I had wanted to make a response to Austero’s column, but activist Rosa Jitana was quicker to make an eloquent one. She starts her piece as an immediate reply to Austero:
Sadder still that the 80’s movement Bong Austero speaks so highly of had not succeeded in instilling the admirable qualities of ka mameng in all of its children. Many are lost in romantic recollection of their activist years, thinking society was already transformed by their single act of bravery. Some, thinking themselves the superior lot, scoff at the current crop of activists, young and old, and find no virtue in what these people do, but find nothing wrong with embracing a moribund social mainstream in exchange for some forgettable name and a few thousand pesos. Let’s not even talk about knowing what’s in the news, or being there in the heat of the action. Every journalist worth his/her salt would surely look before leaping, because to do otherwise would be being nothing but a frog.

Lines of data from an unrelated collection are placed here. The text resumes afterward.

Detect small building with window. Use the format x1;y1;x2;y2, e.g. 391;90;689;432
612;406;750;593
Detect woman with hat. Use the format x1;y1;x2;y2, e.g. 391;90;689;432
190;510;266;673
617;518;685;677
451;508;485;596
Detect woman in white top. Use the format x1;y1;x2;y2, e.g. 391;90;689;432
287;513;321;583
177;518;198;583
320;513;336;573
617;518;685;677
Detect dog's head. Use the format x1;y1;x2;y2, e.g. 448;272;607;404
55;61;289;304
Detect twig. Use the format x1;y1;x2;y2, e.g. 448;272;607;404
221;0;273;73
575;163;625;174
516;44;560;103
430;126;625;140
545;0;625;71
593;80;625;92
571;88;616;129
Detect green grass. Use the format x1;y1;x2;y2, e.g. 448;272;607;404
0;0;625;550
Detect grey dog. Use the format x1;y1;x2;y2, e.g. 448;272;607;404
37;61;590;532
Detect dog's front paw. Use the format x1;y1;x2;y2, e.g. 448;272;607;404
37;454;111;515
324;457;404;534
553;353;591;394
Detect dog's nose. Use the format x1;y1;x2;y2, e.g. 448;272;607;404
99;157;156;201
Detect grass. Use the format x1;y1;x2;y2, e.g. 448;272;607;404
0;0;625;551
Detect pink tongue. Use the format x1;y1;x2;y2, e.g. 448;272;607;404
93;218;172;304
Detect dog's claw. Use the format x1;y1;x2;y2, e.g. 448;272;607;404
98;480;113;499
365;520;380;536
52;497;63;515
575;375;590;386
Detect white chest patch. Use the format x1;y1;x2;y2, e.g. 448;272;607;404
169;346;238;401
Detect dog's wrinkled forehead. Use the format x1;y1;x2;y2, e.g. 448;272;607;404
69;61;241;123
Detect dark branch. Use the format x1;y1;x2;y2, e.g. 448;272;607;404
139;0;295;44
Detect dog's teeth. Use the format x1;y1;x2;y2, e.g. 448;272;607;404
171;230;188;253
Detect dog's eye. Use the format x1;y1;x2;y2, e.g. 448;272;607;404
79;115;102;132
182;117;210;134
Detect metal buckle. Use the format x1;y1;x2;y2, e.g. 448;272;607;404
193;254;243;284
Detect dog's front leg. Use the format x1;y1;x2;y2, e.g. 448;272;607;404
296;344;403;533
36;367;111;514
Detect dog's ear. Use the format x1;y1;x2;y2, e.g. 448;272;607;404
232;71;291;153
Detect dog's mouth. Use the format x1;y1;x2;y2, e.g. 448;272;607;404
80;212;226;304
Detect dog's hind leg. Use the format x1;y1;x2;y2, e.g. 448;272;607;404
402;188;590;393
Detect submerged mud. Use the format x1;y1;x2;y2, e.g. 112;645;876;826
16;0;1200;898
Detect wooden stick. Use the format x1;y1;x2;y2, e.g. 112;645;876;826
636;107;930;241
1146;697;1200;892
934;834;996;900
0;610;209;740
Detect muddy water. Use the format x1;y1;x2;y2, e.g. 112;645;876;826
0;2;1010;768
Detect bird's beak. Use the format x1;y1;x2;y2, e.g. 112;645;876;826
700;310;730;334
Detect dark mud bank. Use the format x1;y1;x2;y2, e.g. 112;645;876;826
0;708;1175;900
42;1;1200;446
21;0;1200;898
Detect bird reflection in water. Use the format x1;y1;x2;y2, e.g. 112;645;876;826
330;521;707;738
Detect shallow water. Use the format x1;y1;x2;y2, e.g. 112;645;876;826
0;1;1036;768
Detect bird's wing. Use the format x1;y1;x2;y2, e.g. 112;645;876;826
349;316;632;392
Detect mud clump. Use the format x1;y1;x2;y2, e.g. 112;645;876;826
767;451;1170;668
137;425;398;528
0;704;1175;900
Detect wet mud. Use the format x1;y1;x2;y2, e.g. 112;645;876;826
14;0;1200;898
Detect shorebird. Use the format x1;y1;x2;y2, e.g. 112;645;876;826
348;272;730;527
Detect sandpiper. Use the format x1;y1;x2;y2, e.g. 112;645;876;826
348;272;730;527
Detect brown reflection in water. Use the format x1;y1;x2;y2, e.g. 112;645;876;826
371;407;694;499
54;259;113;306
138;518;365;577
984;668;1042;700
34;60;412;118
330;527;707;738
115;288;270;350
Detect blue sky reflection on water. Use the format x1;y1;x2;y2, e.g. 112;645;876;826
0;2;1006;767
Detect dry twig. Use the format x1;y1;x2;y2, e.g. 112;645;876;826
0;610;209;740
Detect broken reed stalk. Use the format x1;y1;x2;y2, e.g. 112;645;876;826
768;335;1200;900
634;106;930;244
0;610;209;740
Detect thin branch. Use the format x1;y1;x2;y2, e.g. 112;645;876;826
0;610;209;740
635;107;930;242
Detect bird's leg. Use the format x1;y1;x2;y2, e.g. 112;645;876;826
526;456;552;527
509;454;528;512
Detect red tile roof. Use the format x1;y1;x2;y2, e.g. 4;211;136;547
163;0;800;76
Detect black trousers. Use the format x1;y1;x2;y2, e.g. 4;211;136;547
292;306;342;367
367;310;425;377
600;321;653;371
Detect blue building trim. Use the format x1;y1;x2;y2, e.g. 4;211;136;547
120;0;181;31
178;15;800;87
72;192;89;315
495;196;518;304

Sure, the movement cannot provide for Ka Mameng’s needs. The movement never claimed nor promised her it can, and I am pretty sure that Ka Mameng, the genuine revolutionary and patriot that she is, never expects to live a comfotable life while in the movement. That’s why there are noble people like her, and the rest of us, well, just plain mortals, with others being plainer and even more forgettable.
But is it really more abominable that the movement can not provide for its emaciated members, or that obese criminals in power, e.g. the Fat Gentleman, can live, on stolen money, more extravagantly than kings, then expect some mercy when they have a heart attack? I do not mean to be ruthless, but I am looking for some sense in all these.
The 80’s did produce admirable people. So did the 90’s. So will the current generation give birth to good sons and daughters of society who will give up all comforts and security, even their lives, for the sake of truth and justice. As long as oppression exists in this country, there will always be people “marching in the scorching heat of the sun”, not to mention those who will bear arms. And well, unfortunately, there will also always be those who will simply pass into oblivion, because well, they chose to do so…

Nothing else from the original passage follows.